Estimant que le décret du 13 août « est venu modifier fondamentalement la structure des tarifs réglementés, inchangée depuis 1988 », en visant à « intégrer à l’avenir et de façon systématique toute évolution du TURPE », le Sipperec rappelle qu’il a a déposé le 24 juillet 2009 un recours gracieux auprès du Ministre de l’Ecologie, de l’Energie, du Développement Durable et de
l’Aménagement du Territoire et de la Ministre chargée de l’Economie, en vue d’obtenir le retrait de leur décision relative au TURPE 3, (recours qui) demeure à ce jour sans réponse ».
Le syndicat présidée par Catherine Peyge estime que de tels changements méritent d’être étudiés « de façon plus approfondie » et transparente, déplorant à ce titre qu’une « modification aussi fondamentale du décret de 1988 n’ait pas été précédée d’une large concertation, intégrant en particulier les autorités concédantes et que les préconisations du rapport Champsaur n’aient pas été débattues avant la parution de ces décrets ».
En outre, il s’indigne que les plus fortes augmentations résultant de la nouvelle grille tarifaire touchent en premier lieu « les petits consommateurs, ceux qui consomment uniquement pour leurs besoins essentiels (lumière, électroménager) » et, par ricochet, ceux qui sont « en difficulté de paiement ».
Consulter le communiqué du Sipperec.
Consulter notre précédente actu détaillant l’évolution des tarifs réglementés de vente d’électricité au 15 août.
Consulter l’avis de la Commission de régulation de l’énergie du 10 août 2009 portant avis sur le projet d’arrêté relatif aux tarifs réglementés de vente de l’électricité.
Consulter l’article déclencheur de Médiapart (14 août) consacré aux TRV.

Et aussi
> Sur notre forum, « Jason » fait observer que  » les (rares) clients élus ayant choisi le…Tartam bleu avec une faible puissance… (…)i paient un abonnement inférieur aux tarifs réglementés ».

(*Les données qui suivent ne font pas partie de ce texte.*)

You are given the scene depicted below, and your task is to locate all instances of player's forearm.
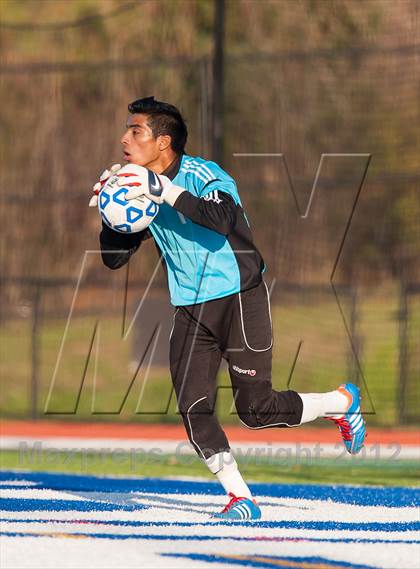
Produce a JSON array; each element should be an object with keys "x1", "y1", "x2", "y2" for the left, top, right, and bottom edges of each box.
[
  {"x1": 173, "y1": 191, "x2": 236, "y2": 235},
  {"x1": 99, "y1": 223, "x2": 145, "y2": 269}
]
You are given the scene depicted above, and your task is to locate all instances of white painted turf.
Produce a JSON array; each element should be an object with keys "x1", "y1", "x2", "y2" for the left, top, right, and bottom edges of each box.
[{"x1": 0, "y1": 473, "x2": 420, "y2": 569}]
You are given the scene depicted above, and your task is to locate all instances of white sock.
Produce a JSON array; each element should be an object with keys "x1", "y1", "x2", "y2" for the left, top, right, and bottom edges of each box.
[
  {"x1": 206, "y1": 452, "x2": 252, "y2": 499},
  {"x1": 298, "y1": 389, "x2": 349, "y2": 424}
]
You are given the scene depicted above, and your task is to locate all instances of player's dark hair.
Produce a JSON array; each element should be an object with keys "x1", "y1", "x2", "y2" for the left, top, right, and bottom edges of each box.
[{"x1": 128, "y1": 97, "x2": 188, "y2": 154}]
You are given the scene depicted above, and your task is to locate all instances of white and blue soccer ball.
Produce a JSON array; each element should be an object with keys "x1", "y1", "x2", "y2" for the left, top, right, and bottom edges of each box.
[{"x1": 98, "y1": 164, "x2": 159, "y2": 233}]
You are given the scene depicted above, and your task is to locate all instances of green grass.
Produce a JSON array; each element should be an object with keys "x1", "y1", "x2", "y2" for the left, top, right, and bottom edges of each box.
[
  {"x1": 0, "y1": 449, "x2": 420, "y2": 486},
  {"x1": 0, "y1": 289, "x2": 419, "y2": 426}
]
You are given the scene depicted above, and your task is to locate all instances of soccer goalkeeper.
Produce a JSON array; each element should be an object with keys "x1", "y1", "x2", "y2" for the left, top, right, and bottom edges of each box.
[{"x1": 91, "y1": 97, "x2": 365, "y2": 520}]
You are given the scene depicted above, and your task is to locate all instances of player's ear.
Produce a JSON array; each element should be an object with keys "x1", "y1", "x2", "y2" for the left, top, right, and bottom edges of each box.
[{"x1": 158, "y1": 134, "x2": 172, "y2": 151}]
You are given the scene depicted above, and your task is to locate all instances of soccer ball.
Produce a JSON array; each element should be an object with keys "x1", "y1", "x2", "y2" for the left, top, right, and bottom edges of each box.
[{"x1": 98, "y1": 164, "x2": 159, "y2": 233}]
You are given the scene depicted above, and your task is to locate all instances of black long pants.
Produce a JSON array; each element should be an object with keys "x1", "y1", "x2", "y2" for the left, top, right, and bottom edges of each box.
[{"x1": 170, "y1": 281, "x2": 302, "y2": 458}]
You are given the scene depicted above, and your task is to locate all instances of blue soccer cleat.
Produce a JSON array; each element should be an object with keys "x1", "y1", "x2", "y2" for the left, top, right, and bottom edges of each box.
[
  {"x1": 213, "y1": 492, "x2": 261, "y2": 521},
  {"x1": 325, "y1": 383, "x2": 366, "y2": 454}
]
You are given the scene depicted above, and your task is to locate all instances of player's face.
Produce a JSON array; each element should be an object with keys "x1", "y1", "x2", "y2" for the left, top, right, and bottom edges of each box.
[{"x1": 121, "y1": 115, "x2": 160, "y2": 167}]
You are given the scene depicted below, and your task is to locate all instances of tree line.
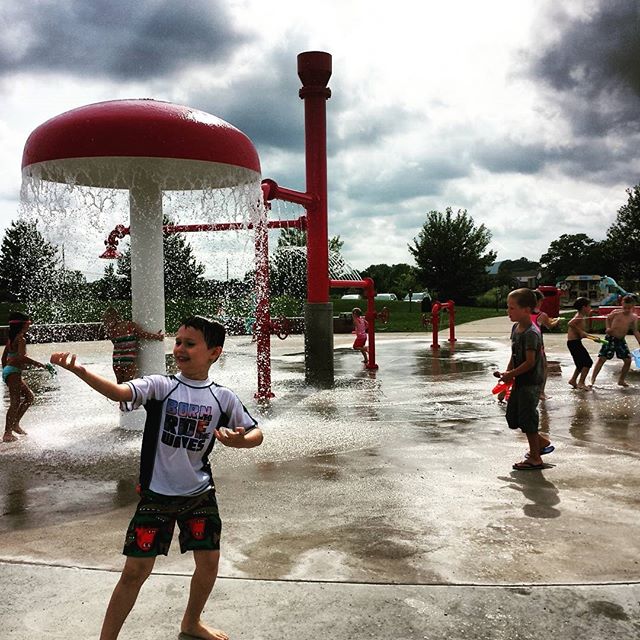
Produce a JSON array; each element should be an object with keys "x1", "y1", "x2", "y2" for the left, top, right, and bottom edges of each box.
[
  {"x1": 0, "y1": 185, "x2": 640, "y2": 304},
  {"x1": 363, "y1": 185, "x2": 640, "y2": 303}
]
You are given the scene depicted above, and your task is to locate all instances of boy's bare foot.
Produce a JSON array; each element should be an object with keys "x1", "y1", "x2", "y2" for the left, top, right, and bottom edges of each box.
[{"x1": 178, "y1": 622, "x2": 229, "y2": 640}]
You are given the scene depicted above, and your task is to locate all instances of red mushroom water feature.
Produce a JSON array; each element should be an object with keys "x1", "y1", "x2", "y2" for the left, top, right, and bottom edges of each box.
[{"x1": 22, "y1": 100, "x2": 261, "y2": 422}]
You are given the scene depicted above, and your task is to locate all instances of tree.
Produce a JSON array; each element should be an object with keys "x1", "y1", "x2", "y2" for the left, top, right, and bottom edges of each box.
[
  {"x1": 362, "y1": 263, "x2": 420, "y2": 298},
  {"x1": 607, "y1": 185, "x2": 640, "y2": 290},
  {"x1": 105, "y1": 218, "x2": 205, "y2": 300},
  {"x1": 91, "y1": 262, "x2": 131, "y2": 301},
  {"x1": 409, "y1": 207, "x2": 496, "y2": 303},
  {"x1": 0, "y1": 220, "x2": 58, "y2": 303},
  {"x1": 540, "y1": 233, "x2": 615, "y2": 284},
  {"x1": 496, "y1": 257, "x2": 540, "y2": 288}
]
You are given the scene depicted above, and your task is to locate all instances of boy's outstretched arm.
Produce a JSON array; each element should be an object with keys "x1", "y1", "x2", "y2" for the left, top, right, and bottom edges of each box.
[
  {"x1": 216, "y1": 427, "x2": 263, "y2": 449},
  {"x1": 49, "y1": 352, "x2": 133, "y2": 402},
  {"x1": 136, "y1": 324, "x2": 164, "y2": 340}
]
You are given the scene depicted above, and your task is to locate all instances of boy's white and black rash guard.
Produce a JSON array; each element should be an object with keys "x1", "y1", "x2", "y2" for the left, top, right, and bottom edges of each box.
[{"x1": 120, "y1": 374, "x2": 257, "y2": 496}]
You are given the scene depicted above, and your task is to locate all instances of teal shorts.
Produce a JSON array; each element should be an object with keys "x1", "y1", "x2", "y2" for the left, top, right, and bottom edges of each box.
[
  {"x1": 122, "y1": 489, "x2": 222, "y2": 558},
  {"x1": 2, "y1": 364, "x2": 22, "y2": 384},
  {"x1": 507, "y1": 384, "x2": 541, "y2": 433},
  {"x1": 598, "y1": 336, "x2": 631, "y2": 360}
]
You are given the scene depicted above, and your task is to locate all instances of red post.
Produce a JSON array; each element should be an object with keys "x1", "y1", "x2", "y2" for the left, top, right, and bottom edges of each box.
[
  {"x1": 298, "y1": 51, "x2": 332, "y2": 303},
  {"x1": 363, "y1": 278, "x2": 378, "y2": 370},
  {"x1": 431, "y1": 300, "x2": 456, "y2": 349},
  {"x1": 431, "y1": 300, "x2": 442, "y2": 349},
  {"x1": 447, "y1": 300, "x2": 456, "y2": 346},
  {"x1": 255, "y1": 198, "x2": 273, "y2": 400}
]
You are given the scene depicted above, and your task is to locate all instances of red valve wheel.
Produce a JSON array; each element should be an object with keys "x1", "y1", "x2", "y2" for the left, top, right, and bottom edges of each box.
[{"x1": 271, "y1": 316, "x2": 291, "y2": 340}]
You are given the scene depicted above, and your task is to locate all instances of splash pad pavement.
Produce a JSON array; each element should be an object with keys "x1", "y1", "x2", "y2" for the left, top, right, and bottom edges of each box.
[{"x1": 0, "y1": 318, "x2": 640, "y2": 640}]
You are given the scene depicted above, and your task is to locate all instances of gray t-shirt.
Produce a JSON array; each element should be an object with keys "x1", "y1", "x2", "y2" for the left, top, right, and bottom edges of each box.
[
  {"x1": 121, "y1": 373, "x2": 257, "y2": 496},
  {"x1": 511, "y1": 323, "x2": 544, "y2": 386}
]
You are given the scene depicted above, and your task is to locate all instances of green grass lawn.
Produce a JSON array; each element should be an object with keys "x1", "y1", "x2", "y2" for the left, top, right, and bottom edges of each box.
[{"x1": 332, "y1": 300, "x2": 506, "y2": 333}]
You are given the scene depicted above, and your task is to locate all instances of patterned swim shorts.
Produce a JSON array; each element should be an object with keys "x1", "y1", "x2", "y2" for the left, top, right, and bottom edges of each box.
[
  {"x1": 122, "y1": 489, "x2": 222, "y2": 558},
  {"x1": 598, "y1": 336, "x2": 631, "y2": 360}
]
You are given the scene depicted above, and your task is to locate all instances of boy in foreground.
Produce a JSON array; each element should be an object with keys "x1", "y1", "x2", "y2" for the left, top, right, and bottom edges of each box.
[
  {"x1": 500, "y1": 289, "x2": 554, "y2": 471},
  {"x1": 51, "y1": 316, "x2": 262, "y2": 640},
  {"x1": 591, "y1": 295, "x2": 640, "y2": 387}
]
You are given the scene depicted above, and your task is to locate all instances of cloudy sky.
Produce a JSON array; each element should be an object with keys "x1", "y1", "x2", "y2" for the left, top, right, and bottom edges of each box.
[{"x1": 0, "y1": 0, "x2": 640, "y2": 278}]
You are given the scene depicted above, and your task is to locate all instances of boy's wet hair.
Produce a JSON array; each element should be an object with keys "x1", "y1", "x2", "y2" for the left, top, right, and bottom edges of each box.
[
  {"x1": 507, "y1": 287, "x2": 538, "y2": 311},
  {"x1": 573, "y1": 298, "x2": 591, "y2": 311},
  {"x1": 180, "y1": 316, "x2": 227, "y2": 349},
  {"x1": 9, "y1": 311, "x2": 31, "y2": 342}
]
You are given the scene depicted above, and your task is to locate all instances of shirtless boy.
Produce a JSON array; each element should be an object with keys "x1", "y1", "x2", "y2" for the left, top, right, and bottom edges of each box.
[
  {"x1": 591, "y1": 295, "x2": 640, "y2": 387},
  {"x1": 567, "y1": 298, "x2": 593, "y2": 390}
]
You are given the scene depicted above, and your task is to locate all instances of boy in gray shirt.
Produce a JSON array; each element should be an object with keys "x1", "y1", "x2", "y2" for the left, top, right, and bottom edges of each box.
[{"x1": 500, "y1": 289, "x2": 554, "y2": 471}]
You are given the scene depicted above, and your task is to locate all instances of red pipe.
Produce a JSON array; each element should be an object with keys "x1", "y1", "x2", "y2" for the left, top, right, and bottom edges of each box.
[
  {"x1": 298, "y1": 51, "x2": 331, "y2": 303},
  {"x1": 255, "y1": 209, "x2": 274, "y2": 400},
  {"x1": 100, "y1": 216, "x2": 307, "y2": 260},
  {"x1": 262, "y1": 178, "x2": 318, "y2": 208},
  {"x1": 431, "y1": 300, "x2": 456, "y2": 349}
]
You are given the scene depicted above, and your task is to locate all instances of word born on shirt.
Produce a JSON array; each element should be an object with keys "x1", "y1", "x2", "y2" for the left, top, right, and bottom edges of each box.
[{"x1": 161, "y1": 400, "x2": 213, "y2": 451}]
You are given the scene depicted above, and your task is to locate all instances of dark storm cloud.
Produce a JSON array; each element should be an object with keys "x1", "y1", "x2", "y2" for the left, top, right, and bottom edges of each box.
[
  {"x1": 189, "y1": 45, "x2": 304, "y2": 152},
  {"x1": 530, "y1": 0, "x2": 640, "y2": 136},
  {"x1": 0, "y1": 0, "x2": 248, "y2": 80}
]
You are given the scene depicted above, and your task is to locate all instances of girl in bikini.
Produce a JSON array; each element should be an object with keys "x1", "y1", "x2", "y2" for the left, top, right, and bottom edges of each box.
[{"x1": 2, "y1": 311, "x2": 55, "y2": 442}]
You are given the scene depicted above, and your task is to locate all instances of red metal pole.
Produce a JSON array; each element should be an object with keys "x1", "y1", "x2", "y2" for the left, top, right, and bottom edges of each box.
[
  {"x1": 363, "y1": 278, "x2": 378, "y2": 370},
  {"x1": 447, "y1": 300, "x2": 456, "y2": 346},
  {"x1": 298, "y1": 51, "x2": 331, "y2": 303},
  {"x1": 255, "y1": 199, "x2": 274, "y2": 400},
  {"x1": 431, "y1": 301, "x2": 442, "y2": 349}
]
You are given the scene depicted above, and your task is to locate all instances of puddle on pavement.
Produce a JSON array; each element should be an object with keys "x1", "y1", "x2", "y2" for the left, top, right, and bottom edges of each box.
[{"x1": 0, "y1": 339, "x2": 640, "y2": 582}]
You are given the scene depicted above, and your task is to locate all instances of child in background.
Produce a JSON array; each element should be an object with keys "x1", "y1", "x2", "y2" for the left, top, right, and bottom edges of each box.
[
  {"x1": 567, "y1": 298, "x2": 593, "y2": 390},
  {"x1": 591, "y1": 295, "x2": 640, "y2": 387},
  {"x1": 351, "y1": 307, "x2": 369, "y2": 364},
  {"x1": 531, "y1": 289, "x2": 560, "y2": 400},
  {"x1": 51, "y1": 316, "x2": 262, "y2": 640},
  {"x1": 102, "y1": 307, "x2": 164, "y2": 382},
  {"x1": 500, "y1": 289, "x2": 554, "y2": 471},
  {"x1": 2, "y1": 311, "x2": 55, "y2": 442}
]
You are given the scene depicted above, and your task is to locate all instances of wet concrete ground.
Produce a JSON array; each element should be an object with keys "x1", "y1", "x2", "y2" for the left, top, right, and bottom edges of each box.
[{"x1": 0, "y1": 318, "x2": 640, "y2": 639}]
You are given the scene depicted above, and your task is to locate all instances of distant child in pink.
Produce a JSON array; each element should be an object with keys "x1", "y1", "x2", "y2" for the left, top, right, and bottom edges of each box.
[{"x1": 351, "y1": 307, "x2": 369, "y2": 364}]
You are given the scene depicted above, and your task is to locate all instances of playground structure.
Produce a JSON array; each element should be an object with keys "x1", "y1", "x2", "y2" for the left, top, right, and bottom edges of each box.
[
  {"x1": 22, "y1": 51, "x2": 388, "y2": 399},
  {"x1": 556, "y1": 275, "x2": 628, "y2": 307},
  {"x1": 422, "y1": 300, "x2": 456, "y2": 349}
]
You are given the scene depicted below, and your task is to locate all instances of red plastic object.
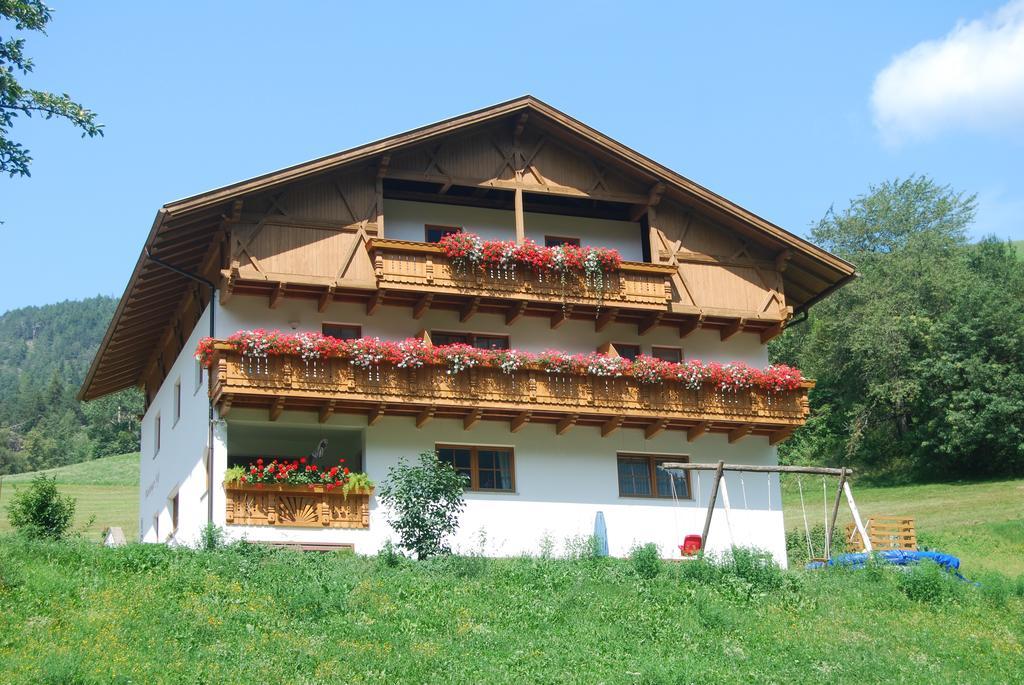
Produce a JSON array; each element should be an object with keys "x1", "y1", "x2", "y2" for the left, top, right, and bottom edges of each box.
[{"x1": 679, "y1": 536, "x2": 703, "y2": 557}]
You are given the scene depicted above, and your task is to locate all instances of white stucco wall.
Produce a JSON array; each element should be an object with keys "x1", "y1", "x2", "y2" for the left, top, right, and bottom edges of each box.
[
  {"x1": 138, "y1": 307, "x2": 210, "y2": 543},
  {"x1": 215, "y1": 410, "x2": 785, "y2": 564},
  {"x1": 384, "y1": 200, "x2": 643, "y2": 261}
]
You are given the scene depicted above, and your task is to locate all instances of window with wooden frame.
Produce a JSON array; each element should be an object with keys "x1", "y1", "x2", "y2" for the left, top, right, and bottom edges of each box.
[
  {"x1": 617, "y1": 454, "x2": 690, "y2": 500},
  {"x1": 436, "y1": 444, "x2": 515, "y2": 493},
  {"x1": 171, "y1": 378, "x2": 181, "y2": 428},
  {"x1": 609, "y1": 343, "x2": 640, "y2": 361},
  {"x1": 650, "y1": 345, "x2": 683, "y2": 363},
  {"x1": 321, "y1": 323, "x2": 362, "y2": 340},
  {"x1": 153, "y1": 414, "x2": 160, "y2": 459},
  {"x1": 544, "y1": 236, "x2": 580, "y2": 248},
  {"x1": 423, "y1": 223, "x2": 462, "y2": 243},
  {"x1": 168, "y1": 493, "x2": 178, "y2": 533},
  {"x1": 430, "y1": 331, "x2": 510, "y2": 349}
]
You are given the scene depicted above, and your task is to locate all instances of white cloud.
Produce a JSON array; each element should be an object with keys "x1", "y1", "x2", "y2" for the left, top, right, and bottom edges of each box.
[{"x1": 871, "y1": 0, "x2": 1024, "y2": 142}]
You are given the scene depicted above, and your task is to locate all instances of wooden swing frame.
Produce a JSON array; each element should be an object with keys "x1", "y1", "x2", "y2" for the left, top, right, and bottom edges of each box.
[{"x1": 658, "y1": 461, "x2": 872, "y2": 560}]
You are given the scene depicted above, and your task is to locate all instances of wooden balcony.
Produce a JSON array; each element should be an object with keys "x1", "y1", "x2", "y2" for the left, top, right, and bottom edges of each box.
[
  {"x1": 210, "y1": 346, "x2": 813, "y2": 444},
  {"x1": 367, "y1": 239, "x2": 676, "y2": 325},
  {"x1": 224, "y1": 483, "x2": 373, "y2": 528}
]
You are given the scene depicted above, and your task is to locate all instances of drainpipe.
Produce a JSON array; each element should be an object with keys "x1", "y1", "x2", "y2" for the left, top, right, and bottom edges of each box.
[{"x1": 145, "y1": 245, "x2": 217, "y2": 523}]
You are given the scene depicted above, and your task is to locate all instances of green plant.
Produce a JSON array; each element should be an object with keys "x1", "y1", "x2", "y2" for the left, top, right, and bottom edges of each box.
[
  {"x1": 7, "y1": 474, "x2": 75, "y2": 540},
  {"x1": 630, "y1": 543, "x2": 662, "y2": 581},
  {"x1": 379, "y1": 451, "x2": 466, "y2": 559},
  {"x1": 199, "y1": 521, "x2": 224, "y2": 551},
  {"x1": 224, "y1": 466, "x2": 246, "y2": 485},
  {"x1": 341, "y1": 473, "x2": 374, "y2": 497}
]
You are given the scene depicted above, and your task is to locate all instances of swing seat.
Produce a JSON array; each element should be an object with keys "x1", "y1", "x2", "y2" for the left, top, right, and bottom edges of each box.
[{"x1": 679, "y1": 536, "x2": 703, "y2": 557}]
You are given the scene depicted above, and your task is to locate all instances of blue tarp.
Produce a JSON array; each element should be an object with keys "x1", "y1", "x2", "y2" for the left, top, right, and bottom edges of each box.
[{"x1": 807, "y1": 550, "x2": 967, "y2": 581}]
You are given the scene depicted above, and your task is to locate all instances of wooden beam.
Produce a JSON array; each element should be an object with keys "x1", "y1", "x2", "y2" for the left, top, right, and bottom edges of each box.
[
  {"x1": 515, "y1": 187, "x2": 526, "y2": 245},
  {"x1": 459, "y1": 297, "x2": 480, "y2": 323},
  {"x1": 637, "y1": 311, "x2": 664, "y2": 336},
  {"x1": 729, "y1": 425, "x2": 754, "y2": 443},
  {"x1": 505, "y1": 302, "x2": 526, "y2": 326},
  {"x1": 686, "y1": 423, "x2": 708, "y2": 442},
  {"x1": 601, "y1": 417, "x2": 623, "y2": 437},
  {"x1": 551, "y1": 304, "x2": 572, "y2": 331},
  {"x1": 413, "y1": 293, "x2": 434, "y2": 318},
  {"x1": 316, "y1": 286, "x2": 334, "y2": 312},
  {"x1": 270, "y1": 397, "x2": 285, "y2": 421},
  {"x1": 761, "y1": 324, "x2": 784, "y2": 345},
  {"x1": 367, "y1": 290, "x2": 384, "y2": 315},
  {"x1": 317, "y1": 399, "x2": 334, "y2": 423},
  {"x1": 416, "y1": 406, "x2": 436, "y2": 428},
  {"x1": 594, "y1": 307, "x2": 618, "y2": 333},
  {"x1": 462, "y1": 409, "x2": 483, "y2": 430},
  {"x1": 679, "y1": 314, "x2": 703, "y2": 339},
  {"x1": 555, "y1": 414, "x2": 580, "y2": 435},
  {"x1": 509, "y1": 412, "x2": 531, "y2": 433},
  {"x1": 643, "y1": 419, "x2": 669, "y2": 440},
  {"x1": 719, "y1": 318, "x2": 743, "y2": 342},
  {"x1": 270, "y1": 282, "x2": 285, "y2": 309}
]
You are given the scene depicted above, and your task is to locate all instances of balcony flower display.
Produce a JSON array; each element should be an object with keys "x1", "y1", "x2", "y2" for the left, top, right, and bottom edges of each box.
[
  {"x1": 438, "y1": 232, "x2": 623, "y2": 280},
  {"x1": 224, "y1": 457, "x2": 374, "y2": 494},
  {"x1": 196, "y1": 330, "x2": 804, "y2": 393}
]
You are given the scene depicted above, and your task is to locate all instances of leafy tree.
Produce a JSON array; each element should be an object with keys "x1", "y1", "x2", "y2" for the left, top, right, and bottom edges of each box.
[
  {"x1": 0, "y1": 0, "x2": 103, "y2": 176},
  {"x1": 7, "y1": 474, "x2": 75, "y2": 540},
  {"x1": 771, "y1": 177, "x2": 1024, "y2": 479},
  {"x1": 379, "y1": 451, "x2": 466, "y2": 559}
]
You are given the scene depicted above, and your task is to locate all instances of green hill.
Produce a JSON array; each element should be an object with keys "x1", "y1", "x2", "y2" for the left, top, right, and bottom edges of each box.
[
  {"x1": 0, "y1": 453, "x2": 138, "y2": 540},
  {"x1": 0, "y1": 297, "x2": 142, "y2": 474}
]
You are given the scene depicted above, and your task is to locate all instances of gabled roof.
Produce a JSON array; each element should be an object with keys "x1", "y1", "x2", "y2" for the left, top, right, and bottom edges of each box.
[{"x1": 79, "y1": 95, "x2": 855, "y2": 399}]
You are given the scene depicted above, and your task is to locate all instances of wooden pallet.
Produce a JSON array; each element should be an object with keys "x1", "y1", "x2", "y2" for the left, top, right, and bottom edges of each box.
[{"x1": 846, "y1": 516, "x2": 918, "y2": 552}]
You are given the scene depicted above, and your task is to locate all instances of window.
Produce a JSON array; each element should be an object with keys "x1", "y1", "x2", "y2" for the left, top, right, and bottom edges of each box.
[
  {"x1": 153, "y1": 414, "x2": 160, "y2": 459},
  {"x1": 430, "y1": 331, "x2": 509, "y2": 349},
  {"x1": 544, "y1": 236, "x2": 580, "y2": 248},
  {"x1": 423, "y1": 223, "x2": 462, "y2": 243},
  {"x1": 437, "y1": 445, "x2": 515, "y2": 493},
  {"x1": 168, "y1": 493, "x2": 178, "y2": 532},
  {"x1": 611, "y1": 343, "x2": 640, "y2": 361},
  {"x1": 650, "y1": 345, "x2": 683, "y2": 363},
  {"x1": 171, "y1": 378, "x2": 181, "y2": 428},
  {"x1": 321, "y1": 324, "x2": 362, "y2": 340},
  {"x1": 618, "y1": 455, "x2": 690, "y2": 500}
]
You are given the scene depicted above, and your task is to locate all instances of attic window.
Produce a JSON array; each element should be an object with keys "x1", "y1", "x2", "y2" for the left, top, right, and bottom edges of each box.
[{"x1": 423, "y1": 223, "x2": 462, "y2": 243}]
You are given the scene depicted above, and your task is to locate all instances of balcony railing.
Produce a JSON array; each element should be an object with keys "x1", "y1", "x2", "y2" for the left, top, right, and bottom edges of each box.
[
  {"x1": 210, "y1": 346, "x2": 813, "y2": 439},
  {"x1": 368, "y1": 239, "x2": 676, "y2": 309},
  {"x1": 224, "y1": 483, "x2": 373, "y2": 528}
]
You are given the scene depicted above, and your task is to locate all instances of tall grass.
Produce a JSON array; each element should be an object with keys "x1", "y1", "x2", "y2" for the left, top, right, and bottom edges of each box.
[{"x1": 0, "y1": 537, "x2": 1024, "y2": 683}]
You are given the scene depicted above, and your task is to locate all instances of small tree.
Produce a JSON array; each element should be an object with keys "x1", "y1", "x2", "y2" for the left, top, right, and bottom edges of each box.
[
  {"x1": 7, "y1": 474, "x2": 75, "y2": 540},
  {"x1": 379, "y1": 451, "x2": 466, "y2": 559}
]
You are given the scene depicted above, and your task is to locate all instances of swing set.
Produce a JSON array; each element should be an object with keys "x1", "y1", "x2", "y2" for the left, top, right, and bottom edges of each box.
[{"x1": 658, "y1": 462, "x2": 873, "y2": 563}]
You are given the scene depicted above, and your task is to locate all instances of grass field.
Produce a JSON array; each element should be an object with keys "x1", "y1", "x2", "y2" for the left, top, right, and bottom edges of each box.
[
  {"x1": 0, "y1": 453, "x2": 138, "y2": 540},
  {"x1": 0, "y1": 536, "x2": 1024, "y2": 685}
]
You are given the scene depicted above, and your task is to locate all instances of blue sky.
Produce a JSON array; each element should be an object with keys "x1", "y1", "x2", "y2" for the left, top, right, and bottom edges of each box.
[{"x1": 0, "y1": 0, "x2": 1024, "y2": 311}]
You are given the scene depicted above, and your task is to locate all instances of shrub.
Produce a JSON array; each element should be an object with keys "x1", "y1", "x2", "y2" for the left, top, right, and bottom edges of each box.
[
  {"x1": 7, "y1": 474, "x2": 75, "y2": 540},
  {"x1": 897, "y1": 561, "x2": 961, "y2": 604},
  {"x1": 630, "y1": 543, "x2": 662, "y2": 581},
  {"x1": 199, "y1": 521, "x2": 224, "y2": 551},
  {"x1": 379, "y1": 451, "x2": 466, "y2": 559}
]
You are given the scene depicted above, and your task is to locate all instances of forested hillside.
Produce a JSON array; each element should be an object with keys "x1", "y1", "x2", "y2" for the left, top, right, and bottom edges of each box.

> Dans son édotirial en date du 21 août, Enerpresse revient sur la hausse du tarif Tempo, tarif qui a le mérite de détourner la consommation des heures de pointe, faisant la parallèle avec la récente polémique autour de Voltalis: « De même, l’effacement des jours de pointe aurait été majoré de 5%. Ces augmentations interrogent sur la volonté réelle de pousser les consommateurs à adopter des comportements plus rationnels, limitant la pointe et les surcoûts de production qu’elle engendre. Cette question avait déjà été abordée lors de l’«affaire Voltalis» (cf. Enerpresse n°9868). Il était alors question de la rémunération des intermédiaires offrant à RTE des capacités d’effacement. Aujourd’hui, la problématique est moins complexe: faut-il pénaliser les consommateurs qui s’imposent déjà des contraintes pour éviter les coûteuses pointes du système électrique français ? » Et de s’interroger: « Reste à savoir si le signe préféré de la CRE est celui de la vache à lait ».
Interrogée par l’AFP, la Commission de régulation de l’énergie a donné des estimations relatives à l’augmentation de la facture des ménages concernés par la réforme tarifaire: « Pour la plupart, la hausse des factures sera entre 0 et 20 euros par an, mais pour certains, l’augmentation dépassera 50 euros par an, selon cet avis. La facture de plus de 1,5 million de sites soumis au tarif bleu augmentera de plus de 15%, mais «cela représentera peu d’euros par an, car ils payaient peu», explique la CRE. En revanche, 22% des sites devraient connaître une baisse de facture (TVA et contribution tarifaires d’acheminement incluses, mais hors taxes locales), principalement de 0% à 2% et de moins de 20 euros par an ».